Consider the following three problems:
1) given a list [a,b,c,d,e], return the list [a=1,b=2,c=3,d=4,e=5]
2) given a nested list [a, [b, [c, [d, [e]]]]] return the list [a,b,c,d,e]
3) given an integer in base 10, compute it's base b representation
First I will show you what not to do:
L := [a,b,c,d,e]; M := []; for i from 1 to nops(L) do M := [op(M), L[i]=i]; end do;
Building up lists (and sets) incrementally is quadratic time, because each iteration of the loop allocates linear storage to hold the new list. The standard solution is a loop with a temporary variable, assigning to a table:
M := table(): for i to nops(L) do M[i] := L[i]=i; end do: [seq(M[i], i=1..nops(L))];
However for large lists this is slow, because you are accessing the elements of L incrementally.

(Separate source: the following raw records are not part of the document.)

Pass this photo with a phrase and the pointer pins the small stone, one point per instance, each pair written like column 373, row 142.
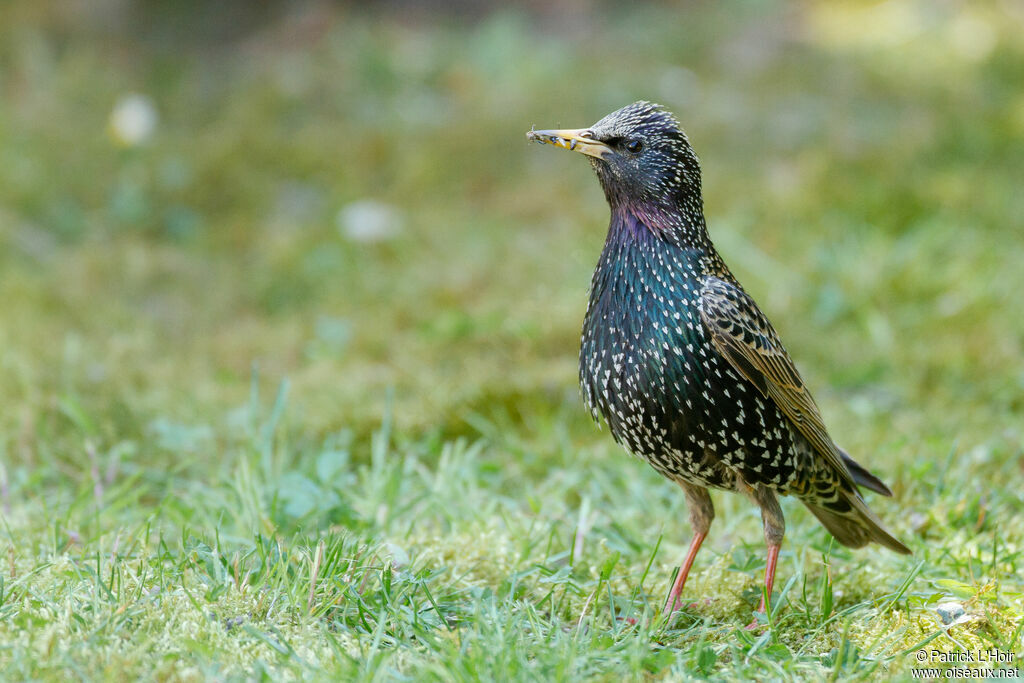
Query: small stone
column 399, row 557
column 950, row 612
column 133, row 120
column 370, row 221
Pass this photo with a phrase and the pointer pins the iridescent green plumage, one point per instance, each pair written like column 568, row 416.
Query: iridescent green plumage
column 680, row 361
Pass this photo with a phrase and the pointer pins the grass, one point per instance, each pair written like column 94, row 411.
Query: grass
column 237, row 443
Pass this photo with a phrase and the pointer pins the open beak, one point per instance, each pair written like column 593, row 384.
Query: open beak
column 581, row 140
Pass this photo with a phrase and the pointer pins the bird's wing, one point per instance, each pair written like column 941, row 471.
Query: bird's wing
column 742, row 334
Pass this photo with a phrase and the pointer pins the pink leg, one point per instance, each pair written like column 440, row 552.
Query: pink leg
column 769, row 575
column 769, row 581
column 677, row 587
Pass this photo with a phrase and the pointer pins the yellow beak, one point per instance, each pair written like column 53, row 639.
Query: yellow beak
column 581, row 140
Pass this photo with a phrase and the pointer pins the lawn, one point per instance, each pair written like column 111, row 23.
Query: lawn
column 288, row 373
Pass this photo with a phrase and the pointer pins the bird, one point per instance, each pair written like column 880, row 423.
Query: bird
column 681, row 364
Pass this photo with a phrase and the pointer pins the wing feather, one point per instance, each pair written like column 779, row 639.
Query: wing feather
column 742, row 334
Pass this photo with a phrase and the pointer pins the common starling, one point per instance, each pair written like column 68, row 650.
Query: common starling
column 680, row 361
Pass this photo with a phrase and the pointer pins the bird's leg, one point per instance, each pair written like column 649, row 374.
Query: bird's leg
column 774, row 525
column 701, row 514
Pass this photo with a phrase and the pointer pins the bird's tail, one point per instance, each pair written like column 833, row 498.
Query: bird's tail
column 856, row 525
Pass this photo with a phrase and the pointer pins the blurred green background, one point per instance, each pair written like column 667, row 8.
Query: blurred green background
column 862, row 173
column 205, row 202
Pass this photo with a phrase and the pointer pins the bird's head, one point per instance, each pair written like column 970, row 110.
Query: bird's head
column 640, row 154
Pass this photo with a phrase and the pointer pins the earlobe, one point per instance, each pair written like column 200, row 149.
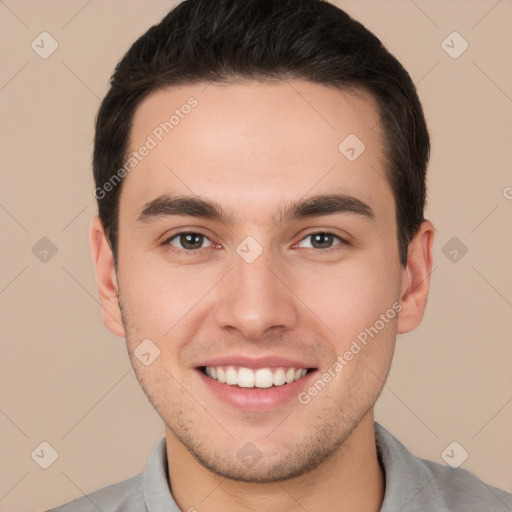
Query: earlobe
column 416, row 279
column 106, row 278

If you time it, you will see that seq(L[i], i=1..nops(L)) is much slower than seq(i, i=L) when L is a large list. Thus we need to do one linear pass through the list L. We can modify the loop as follows to acheive the desired result:
M := table(): j := 1: for i in L do M[j] := i=j; j := j+1; end do: [seq(M[i], i=1..nops(L))];
The code above is asymptotically faster than all previous versions, however it still requires a table and random accesses to construct the result. Can't we just somehow use seq ?
The answer is "yes", and the trick is to use the assign command: assign('x', v) assigns v to x and returns NULL. Here is the loop above, using one seq and two local variables i and j:
L := [a,b,c,d,e];
j := 1;
[seq(i=`+`(j, assign('j', j+1)), i=L)];
Notice that I had to add the NULL to j in order to make it all fit in a seq. If this fails, for example if j is a modp1 polynomial, then you can do op([j, assign('j', j+1)]) instead which is slower but more general.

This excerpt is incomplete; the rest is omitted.